Later, charges for back taxes were made by the Treasury Department. I met them by continuing to contend that in our type of work all our income can only be earned.

Bedaux offered to put his case before the ‘highest court in the land’. He wrote that he had ordered his income from most sources to be set aside to pay the tax demand if he lost the case. He mentioned that the Germans had seized his five companies in Amsterdam, the core of his international business. They were being run by a German engineer ‘whose health and faculties do not permit energetic management.’ In France and Belgium, though, his companies were not confiscated. They ‘are doing more business now than they ever did in peace time, this in spite of the defeat of the two countries above named. To this I have added the North African business opened by me during the year. This is a further proof that our income resulting from our work is earned.’ His energies on his recent Berlin trip were directed to replacing the manager in Holland, and he believed that he ‘will succeed fairly soon. It will enable me to meet our American tax obligations in full under the conditions described above.’

The letter noted that Hagerman had been urging Bedaux to return to the United States or risk losing his American citizenship. Bedaux responded that his citizenship could not be taken away for two reasons:

I have not yet been abroad for a full five years, the date being November 1st, 1942.

I am making a protracted stay abroad to serve an interest vital to the United States, namely the payment of income taxes the nature and amount of which have not yet been determined, taxes that cannot be paid unless I secure an alteration of the confiscatory measures that have been taken against me by Germany. Further I intend when the whole situation has been settled permanently to reside in the United States.

If my interpretation of the two above points is not correct I wish the American Government to know that I would rather lose my citizenship to fight for it later on than to place myself in the position where I would be unable, probably for all times, to meet my tax obligations.

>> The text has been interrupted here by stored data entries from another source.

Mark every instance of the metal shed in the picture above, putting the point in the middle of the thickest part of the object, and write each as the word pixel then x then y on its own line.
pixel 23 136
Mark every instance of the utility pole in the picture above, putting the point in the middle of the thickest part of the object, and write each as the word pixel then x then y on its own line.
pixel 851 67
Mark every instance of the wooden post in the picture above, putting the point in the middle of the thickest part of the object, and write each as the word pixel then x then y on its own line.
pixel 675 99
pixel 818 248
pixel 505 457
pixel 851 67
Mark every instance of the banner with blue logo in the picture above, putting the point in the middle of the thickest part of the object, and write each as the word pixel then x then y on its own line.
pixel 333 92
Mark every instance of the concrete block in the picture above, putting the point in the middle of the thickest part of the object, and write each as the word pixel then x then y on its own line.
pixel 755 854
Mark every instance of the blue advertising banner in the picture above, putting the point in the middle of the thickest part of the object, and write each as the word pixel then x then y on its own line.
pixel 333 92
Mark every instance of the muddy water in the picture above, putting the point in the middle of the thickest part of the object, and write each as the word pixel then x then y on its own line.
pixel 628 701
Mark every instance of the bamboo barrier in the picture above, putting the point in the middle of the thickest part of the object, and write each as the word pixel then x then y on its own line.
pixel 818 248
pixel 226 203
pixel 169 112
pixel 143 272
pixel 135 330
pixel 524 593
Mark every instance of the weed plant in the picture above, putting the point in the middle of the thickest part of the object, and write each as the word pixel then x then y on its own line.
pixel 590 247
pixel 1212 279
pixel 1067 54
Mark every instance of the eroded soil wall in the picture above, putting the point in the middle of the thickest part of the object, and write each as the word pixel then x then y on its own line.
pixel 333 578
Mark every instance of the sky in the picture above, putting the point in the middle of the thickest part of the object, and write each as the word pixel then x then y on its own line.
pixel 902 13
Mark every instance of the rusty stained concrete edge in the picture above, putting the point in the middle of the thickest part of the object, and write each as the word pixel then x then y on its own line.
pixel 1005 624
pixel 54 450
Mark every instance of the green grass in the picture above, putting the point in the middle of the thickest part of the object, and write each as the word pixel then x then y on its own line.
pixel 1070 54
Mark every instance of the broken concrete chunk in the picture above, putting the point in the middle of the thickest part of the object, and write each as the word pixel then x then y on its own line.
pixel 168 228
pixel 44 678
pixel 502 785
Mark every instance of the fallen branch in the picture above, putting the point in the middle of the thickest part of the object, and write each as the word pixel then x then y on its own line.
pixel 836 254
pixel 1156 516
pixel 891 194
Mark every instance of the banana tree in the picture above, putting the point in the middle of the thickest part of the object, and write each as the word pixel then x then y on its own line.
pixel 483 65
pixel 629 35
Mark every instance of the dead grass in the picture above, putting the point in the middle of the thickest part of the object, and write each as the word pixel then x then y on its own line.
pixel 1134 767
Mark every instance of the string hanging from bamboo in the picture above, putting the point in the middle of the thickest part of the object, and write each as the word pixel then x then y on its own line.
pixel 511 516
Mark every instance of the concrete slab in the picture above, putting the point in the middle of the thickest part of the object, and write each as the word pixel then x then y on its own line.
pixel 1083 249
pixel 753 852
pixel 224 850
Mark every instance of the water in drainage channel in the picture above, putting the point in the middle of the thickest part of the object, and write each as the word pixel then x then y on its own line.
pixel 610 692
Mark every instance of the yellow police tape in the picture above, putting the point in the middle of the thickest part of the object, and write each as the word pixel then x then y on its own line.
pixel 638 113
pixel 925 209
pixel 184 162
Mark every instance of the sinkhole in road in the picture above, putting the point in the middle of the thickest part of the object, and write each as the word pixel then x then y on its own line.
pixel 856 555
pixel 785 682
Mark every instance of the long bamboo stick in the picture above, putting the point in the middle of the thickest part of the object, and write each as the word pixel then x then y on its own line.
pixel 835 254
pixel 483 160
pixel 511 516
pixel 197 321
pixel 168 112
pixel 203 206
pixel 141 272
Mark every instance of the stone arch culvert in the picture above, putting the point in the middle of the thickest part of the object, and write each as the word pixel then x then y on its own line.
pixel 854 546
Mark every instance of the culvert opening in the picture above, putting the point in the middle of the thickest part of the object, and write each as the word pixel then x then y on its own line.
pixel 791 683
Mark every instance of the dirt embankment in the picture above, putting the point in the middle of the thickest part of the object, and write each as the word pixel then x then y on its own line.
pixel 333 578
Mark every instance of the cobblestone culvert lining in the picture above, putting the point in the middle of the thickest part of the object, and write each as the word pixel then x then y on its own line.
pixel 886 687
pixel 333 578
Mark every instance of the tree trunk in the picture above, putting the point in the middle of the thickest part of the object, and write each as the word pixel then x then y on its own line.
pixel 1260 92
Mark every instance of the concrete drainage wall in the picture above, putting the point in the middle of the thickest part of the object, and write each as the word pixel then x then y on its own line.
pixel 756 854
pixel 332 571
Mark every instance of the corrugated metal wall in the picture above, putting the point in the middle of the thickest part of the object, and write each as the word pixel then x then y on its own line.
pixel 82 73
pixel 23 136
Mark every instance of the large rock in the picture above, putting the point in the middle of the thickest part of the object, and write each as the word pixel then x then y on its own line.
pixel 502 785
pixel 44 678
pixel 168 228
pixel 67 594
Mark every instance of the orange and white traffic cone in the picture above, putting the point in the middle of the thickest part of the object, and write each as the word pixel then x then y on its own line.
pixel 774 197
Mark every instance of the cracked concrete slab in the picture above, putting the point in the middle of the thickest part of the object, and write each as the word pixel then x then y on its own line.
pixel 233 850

He pointed out that his wife’s citizenship ‘cannot be seriously challenged’. Fern, born in the United States, had American ancestors dating back to 1630. He added that his son, Charles Emile, had been born in the United States and could not be deprived of his citizenship. Charles Emile was with him in France, he wrote, working ‘in a remote village of occupied France, la Haye Descartes’. His son did not know until 4 December that the US consuls had left the Occupied Zone.